In this section, the conceptual model (in the literature also denoted as the theoretical model) is presented. It consists of the theoretical definitions of the variables (nomenclature), the rationale for their inclusion in the model, the relationships among the endogenous variables, and the impacts of the exogenous variables on the endogenous variables. The conceptual model thus forms the hypotheses, which are tested in Section 4 (Empirical Results). It is based on a literature review, on consultation with experts on environmental problems—notably air pollution and protection against it in Jinchuan- and on intuition. (See inter alia [43] for details about the conceptual model as a set of hypotheses and its role in empirical analysis.).
Before going into detail, we note that since perception of air pollution is an aspect of the perception of its health risks, the literature review relates to both types of perception, especially because the literature on perception of (air) pollution per se is small.
The Perception of air pollution-Environmental knowledge (PAP-EK) conceptual model is summarized in Figure 1. It contains two endogenous variables, Perception of air pollution (PAP) and Environmental knowledge (EK), and the exogenous variables Age, Proximity to the pollution source, Work environment, Socio-economic status and Family health experience.
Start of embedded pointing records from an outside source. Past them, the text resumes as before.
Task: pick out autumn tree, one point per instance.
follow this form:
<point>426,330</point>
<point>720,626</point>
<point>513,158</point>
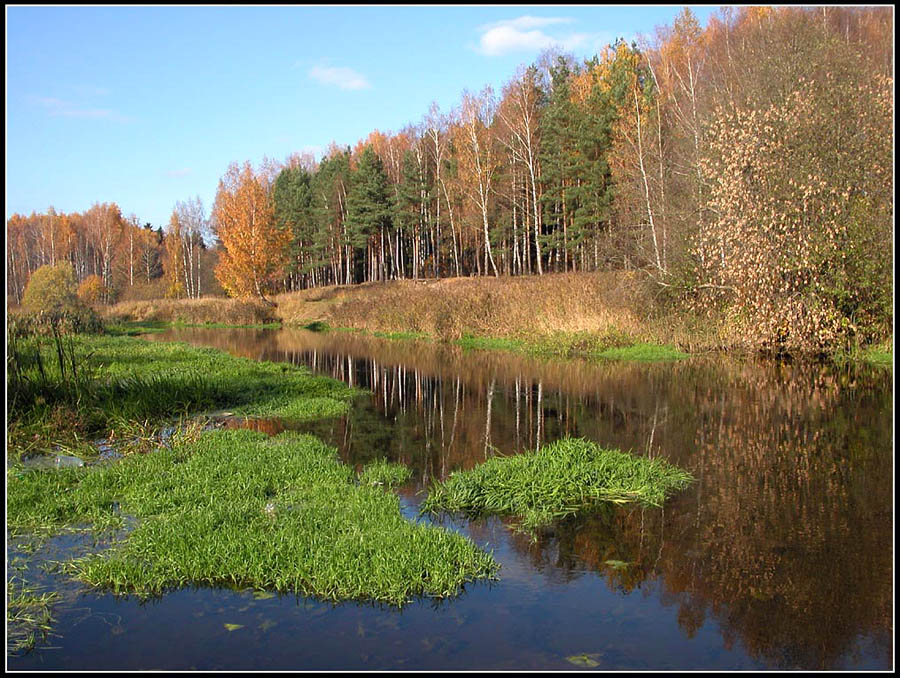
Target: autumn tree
<point>51,288</point>
<point>478,160</point>
<point>254,246</point>
<point>802,198</point>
In Figure 1, an arrow denotes the direction of a hypothesized relationship (impact) between an exogenous and an endogenous variable or between the two endogenous variables. The endogenous variables PAP and EK and their relationships are discussed first. Next, the effects of the exogenous variables, i.e., Socio-economic status, Age, Family size, Family health experience, Proximity to the pollution source and Work environment on PAP and EK, are discussed.

2.1. Endogenous Variables

Perception of air pollution (PAP). The main dependent variable of the PAP-EK model is PAP. Sjöberg et al. [44] defined PAP as the subjective assessment of its intensity and the concern with the consequences of exposure to it. Two dimensions are contained in this definition: (i) perception of intensity of air pollution; and (ii) perception of hazardousness of the pollutants. The first dimension is measured by the question: “What is your perception of the average number of days per week that Jinchuan’s air was heavily polluted during the past year?” (PAP1) The second dimension was measured by presenting four major types of health problems related to air pollution to the respondents (PAP2–5). They were asked to indicate to what extent they perceived Jinchuan’s air pollution as being responsible for inducing health problems. The four major health problems were respiratory diseases, cardiovascular diseases, lung cancer and death (see Figure 2 for details).
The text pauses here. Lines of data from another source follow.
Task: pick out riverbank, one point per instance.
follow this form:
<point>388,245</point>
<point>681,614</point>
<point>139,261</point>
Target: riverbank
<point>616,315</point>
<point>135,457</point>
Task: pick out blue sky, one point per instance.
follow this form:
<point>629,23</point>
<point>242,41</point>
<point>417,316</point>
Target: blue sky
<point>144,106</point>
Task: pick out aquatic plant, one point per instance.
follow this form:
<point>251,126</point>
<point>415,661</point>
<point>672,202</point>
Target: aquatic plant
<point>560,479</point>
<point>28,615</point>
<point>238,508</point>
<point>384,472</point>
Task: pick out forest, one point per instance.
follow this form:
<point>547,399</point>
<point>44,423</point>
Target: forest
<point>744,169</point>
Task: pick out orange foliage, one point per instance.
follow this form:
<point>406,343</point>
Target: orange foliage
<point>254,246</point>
The observed variables are taken as indicators of a latent variable, PAP. Latent variables relate to phenomena that are supposed to exist but cannot be directly observed. The reason is that they are theoretical constructs that do not correspond to anything that can be measured, or that observations of the phenomena concerned are measured with error. Examples of latent variables are welfare, happiness and intelligence. A latent variable is given empirical meaning by way of correspondence statements that link a latent variable to its indicators, which are observed variables. Observed variables such as age, income and education, possess direct empirical meaning. For instance, the latent variable intelligence is given empirical meaning by means of intelligence tests. For further details on latent variables, see amongst others [45,46,47,48]. (In this paper, there are three latent variables: PAP, EK and Socio-economic status). As a first step, we assume that all five observed variables are indicators of a single latent variable, PAP.
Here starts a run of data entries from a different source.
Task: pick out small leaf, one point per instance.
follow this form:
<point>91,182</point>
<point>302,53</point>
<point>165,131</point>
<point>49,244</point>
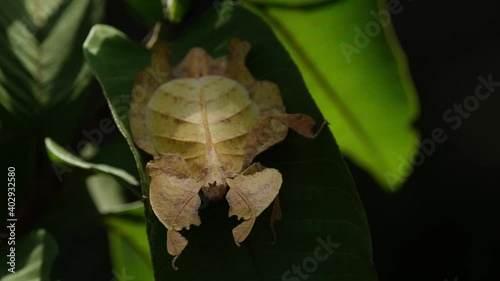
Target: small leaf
<point>34,256</point>
<point>175,10</point>
<point>60,155</point>
<point>358,77</point>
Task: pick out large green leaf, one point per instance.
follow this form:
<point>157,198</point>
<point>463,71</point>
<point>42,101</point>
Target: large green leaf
<point>34,256</point>
<point>42,68</point>
<point>362,86</point>
<point>318,197</point>
<point>61,156</point>
<point>129,244</point>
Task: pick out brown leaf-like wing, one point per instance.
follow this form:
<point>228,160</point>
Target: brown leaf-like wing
<point>249,194</point>
<point>147,81</point>
<point>174,198</point>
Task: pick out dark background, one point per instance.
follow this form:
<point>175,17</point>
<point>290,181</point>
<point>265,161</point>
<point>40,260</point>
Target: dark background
<point>444,222</point>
Environmental knowledge (EK). Berkes et al. [49] defined EK as one’s body of knowledge of the interdependency between human society and its natural environment. Based on the air quality conditions in Jinchuan, the respondents’ knowledge of air pollution was measured by means of eight items. The first four are related to general environmental issues and their causes, and the remainder are related to the main air pollutants in the area (see Figure 3). Note that the notion of environmental knowledge is related to, though different from, notions such as environmental awareness and beliefs. De Lavega [50] pointed out that environmental awareness is the concern and sensitivity towards the environment and its problems. Madsen [51] showed that awareness is a driving force of knowledge accumulation. The difference between knowledge and belief depends on the degree of uncertainty. When uncertainty diminishes, belief gradually turns into knowledge [52,53].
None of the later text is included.